By the age of two months, most babies are able to hold their heads up on their own when being held and may smile when hearing a familiar voice. A child of this age normally begins to visually focus on nearby objects. An absence of these abilities may cause concern that a developmental delay in a baby may be an issue, although many doctors are hesitant to diagnose these delays so early in life.
In many cases, a possible developmental delay in a baby becomes most noticeable between the ages of three and six months. By six months of age, most babies are able to sit without assistance and will reach out to grab a desired object, such as a favorite toy. Babies with normal developmental skills will look around to find the source of sounds and may begin to babble.

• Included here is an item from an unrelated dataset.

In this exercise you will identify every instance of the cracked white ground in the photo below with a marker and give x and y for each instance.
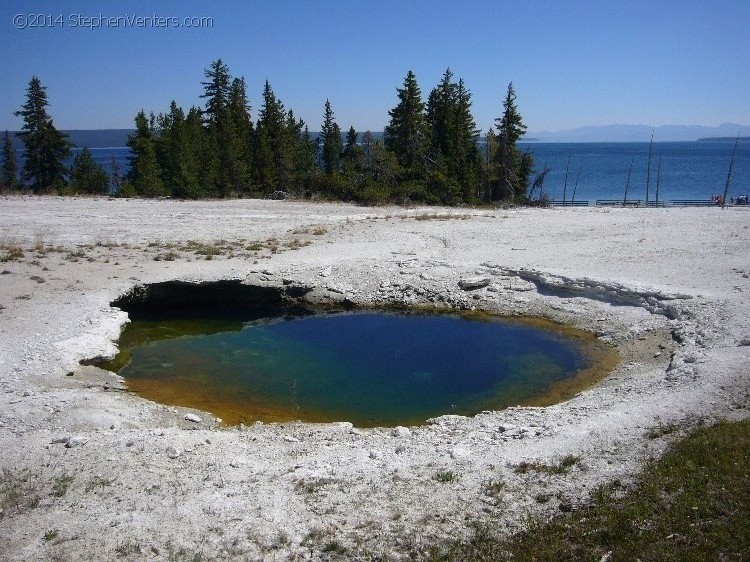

A baby who cannot sit without assistance by the age of eight months or who has not begun to crawl by a year old may have one or more developmental delays. Most babies are able to speak a few simple words by one year of age and the pincer grasp has usually developed. This involves the use of the thumb and forefinger to pick up small objects.
Extreme anger or stubbornness may sometimes indicate the presence of a developmental delay in a baby. If the arms or legs appear to be stiff or if the child seems to favor one side of the body over another, developmental issues may be considered as the cause. Visual delays may cause the child to constantly rub the eyes or struggle to focus on objects. Hearing delays may be an issue if the child's voice seems to consistently be either much too loud or so quiet that it is almost inaudible.